802.1X | Wi-Fi Radio Types

802.1X, also known as EAPOL, for EAP over LAN, is a basic protocol supported by enterprise-grade Wi-Fi networks, as well as modern wired Ethernet switches and other network technologies. The idea behind 802.1X is to allow the user's device to connect to the network as if the RADIUS server and advanced authentication systems did not exist, but to then block the network link for the device for all other protocols except 802. IX, until authentication is complete. The network's only requirements are twofold: prevent all data traffic from or to the client except for EAPOL (using Ethernet protocol 0×888E) from passing; and taking the EAPOL frames, removing the EAP messages embedded within, and tunneling those over the RADIUS protocol to the AAA server.
The job of the network, then, is rather simple. However, the sheer number of protocols can make the process seem complex. We'll go through the details slowly. The important thing to keep in mind is that 802.1X is purely a way of opening what acts like a direct link between the AAA server and the client device, to allow the user to be authenticated by whatever means the AAA server and client deem necessary. The protocols are all layered, allowing the highest-level security protocols to ride on increasingly more specific frames that each act as blank envelopes for its contents.
Once the AAA server and the client have successfully authenticated, the AAA server will use its RADIUS link to inform the network that the client can pass. The network will tear down its EAPOL-only firewall, allowing generic data traffic to pass. In the same message that the AAA server tells the network to allow the client (an EAP Success), it also passes the PMK—the master key that the client also has and will be used for encryption—to the network, which can then drop into the four-way handshake to derive the PTK and start the encrypted channel. This PMK exchange goes in an encrypted portion of the EAP response from the RADIUS server, and is removed when the EAP Success is forwarded over the air. The encryption is rather simple, and is based on the shared password that the RADIUS server and controller or access point have. Along with the PMK comes a session lifetime. The RADIUS server tells the controller or access point how long the authentication, and subsequent use of the keys derived from it, is valid. Once that time expires, both the access point and the client are required to erase any knowledge of the key, and the client must reauthenticate using EAP to get a new one and continue using the network.

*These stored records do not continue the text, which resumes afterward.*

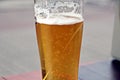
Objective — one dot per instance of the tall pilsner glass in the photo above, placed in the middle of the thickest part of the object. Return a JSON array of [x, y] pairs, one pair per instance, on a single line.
[[59, 27]]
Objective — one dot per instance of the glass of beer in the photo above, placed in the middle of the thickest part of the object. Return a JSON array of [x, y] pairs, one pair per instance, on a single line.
[[59, 27]]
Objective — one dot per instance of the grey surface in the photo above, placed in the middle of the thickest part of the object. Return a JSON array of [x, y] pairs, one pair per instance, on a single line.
[[18, 46]]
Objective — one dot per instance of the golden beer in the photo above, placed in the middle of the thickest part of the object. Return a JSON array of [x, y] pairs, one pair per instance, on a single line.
[[59, 46]]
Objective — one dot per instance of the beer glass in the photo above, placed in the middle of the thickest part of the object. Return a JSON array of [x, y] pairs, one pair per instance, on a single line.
[[59, 27]]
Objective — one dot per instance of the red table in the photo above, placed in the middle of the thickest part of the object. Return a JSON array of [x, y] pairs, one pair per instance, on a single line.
[[97, 71]]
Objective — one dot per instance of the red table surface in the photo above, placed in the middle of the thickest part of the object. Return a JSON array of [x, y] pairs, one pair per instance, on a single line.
[[97, 71]]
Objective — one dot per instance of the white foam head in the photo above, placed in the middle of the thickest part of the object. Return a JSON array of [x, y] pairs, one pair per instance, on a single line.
[[43, 16], [60, 19]]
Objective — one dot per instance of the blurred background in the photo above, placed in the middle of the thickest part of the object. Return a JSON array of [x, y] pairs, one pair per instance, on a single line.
[[18, 46]]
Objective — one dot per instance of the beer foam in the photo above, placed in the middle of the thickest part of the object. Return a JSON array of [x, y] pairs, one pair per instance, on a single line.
[[60, 19]]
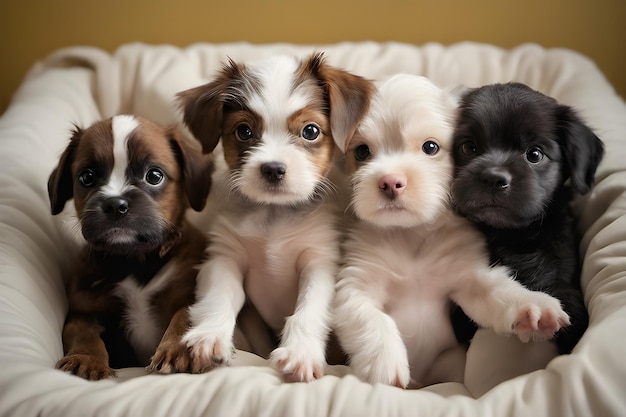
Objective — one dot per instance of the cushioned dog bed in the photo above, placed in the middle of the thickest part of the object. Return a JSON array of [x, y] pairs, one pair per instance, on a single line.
[[503, 376]]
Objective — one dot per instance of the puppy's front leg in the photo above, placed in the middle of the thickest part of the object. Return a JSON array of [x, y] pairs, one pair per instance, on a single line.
[[172, 354], [85, 353], [369, 336], [300, 356], [493, 299], [213, 317]]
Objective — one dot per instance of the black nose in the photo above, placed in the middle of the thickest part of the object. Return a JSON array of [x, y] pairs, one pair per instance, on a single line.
[[496, 177], [273, 171], [115, 206]]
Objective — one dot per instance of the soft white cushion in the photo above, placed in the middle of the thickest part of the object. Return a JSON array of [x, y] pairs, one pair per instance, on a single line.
[[503, 377]]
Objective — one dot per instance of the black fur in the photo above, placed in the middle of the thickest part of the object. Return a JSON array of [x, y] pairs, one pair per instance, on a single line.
[[520, 156]]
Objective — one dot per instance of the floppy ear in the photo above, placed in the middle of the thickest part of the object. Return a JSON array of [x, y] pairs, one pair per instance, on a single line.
[[196, 167], [582, 149], [348, 96], [203, 106], [60, 183]]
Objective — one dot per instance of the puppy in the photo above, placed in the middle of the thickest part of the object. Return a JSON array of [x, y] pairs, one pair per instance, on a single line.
[[408, 256], [514, 150], [275, 241], [131, 181]]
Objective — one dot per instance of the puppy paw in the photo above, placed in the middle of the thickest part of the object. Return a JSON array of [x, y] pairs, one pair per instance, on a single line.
[[170, 357], [389, 365], [297, 364], [540, 320], [85, 366], [208, 350]]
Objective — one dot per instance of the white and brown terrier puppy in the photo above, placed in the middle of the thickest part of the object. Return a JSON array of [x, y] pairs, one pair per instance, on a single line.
[[132, 181], [275, 240], [408, 256]]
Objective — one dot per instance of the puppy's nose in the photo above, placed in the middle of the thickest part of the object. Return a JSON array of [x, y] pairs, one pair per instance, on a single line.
[[392, 185], [496, 177], [273, 171], [115, 206]]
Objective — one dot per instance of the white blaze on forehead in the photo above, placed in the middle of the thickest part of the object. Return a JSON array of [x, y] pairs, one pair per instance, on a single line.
[[278, 99], [122, 127]]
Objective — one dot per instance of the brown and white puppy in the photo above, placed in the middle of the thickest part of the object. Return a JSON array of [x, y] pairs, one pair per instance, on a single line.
[[132, 181], [275, 240]]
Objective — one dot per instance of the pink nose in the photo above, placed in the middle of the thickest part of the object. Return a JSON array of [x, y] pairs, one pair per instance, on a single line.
[[392, 185]]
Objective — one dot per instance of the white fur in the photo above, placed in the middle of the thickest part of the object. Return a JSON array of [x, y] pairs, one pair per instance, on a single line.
[[276, 101], [409, 257], [122, 127], [276, 247], [142, 327]]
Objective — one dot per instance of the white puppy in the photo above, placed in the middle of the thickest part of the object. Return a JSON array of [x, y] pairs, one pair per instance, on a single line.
[[275, 241], [408, 257]]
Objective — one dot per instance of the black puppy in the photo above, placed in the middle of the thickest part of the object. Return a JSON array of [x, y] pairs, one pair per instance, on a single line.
[[515, 150]]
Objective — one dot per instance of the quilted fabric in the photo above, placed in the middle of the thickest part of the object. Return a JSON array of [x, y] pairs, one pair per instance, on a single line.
[[503, 377]]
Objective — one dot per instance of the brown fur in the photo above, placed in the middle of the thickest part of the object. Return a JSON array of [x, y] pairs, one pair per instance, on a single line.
[[92, 303]]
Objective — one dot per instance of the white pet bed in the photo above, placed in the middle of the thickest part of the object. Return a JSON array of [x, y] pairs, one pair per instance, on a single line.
[[80, 85]]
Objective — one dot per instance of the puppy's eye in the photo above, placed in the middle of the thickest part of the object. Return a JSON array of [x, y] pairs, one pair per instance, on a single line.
[[244, 132], [361, 152], [154, 176], [468, 148], [87, 178], [534, 155], [310, 132], [430, 148]]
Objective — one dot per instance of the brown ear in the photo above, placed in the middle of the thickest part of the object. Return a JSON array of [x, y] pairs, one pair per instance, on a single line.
[[61, 183], [196, 167], [348, 95], [203, 106]]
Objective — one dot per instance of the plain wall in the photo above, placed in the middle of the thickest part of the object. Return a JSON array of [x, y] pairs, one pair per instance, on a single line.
[[31, 29]]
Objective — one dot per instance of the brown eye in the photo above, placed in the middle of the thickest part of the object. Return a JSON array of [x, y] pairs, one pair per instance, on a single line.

For network administrators, it is important to keep in mind that the EAP traffic in EAPOL is not encrypted. Because the AAA server and the client have not agreed on the keys yet, all of the traffic between the client and the RADIUS server can be seen by passive observers. This necessarily limits the EAP methods—the specific types of authentication—that can be used. For example, in the early days of 802.1X, an EAP method known as EAP-MD5 was used, where the user typed a password (or the client used the user's computer account password), which was then hashed with the MD5 one-way cryptographic hash algorithm, and then sent across the network. Now, MD5 is flawed, but is still secure enough that an attacker would have a very hard time reverse-engineering the password from the hash of it. However, the attacker wouldn't need to do this, as he could just replay the same MD5 hashed version himself, as if he were the original user, and gain access to the network. For this reason, no modern wireless device supports EAP-MD5 for wireless authentication.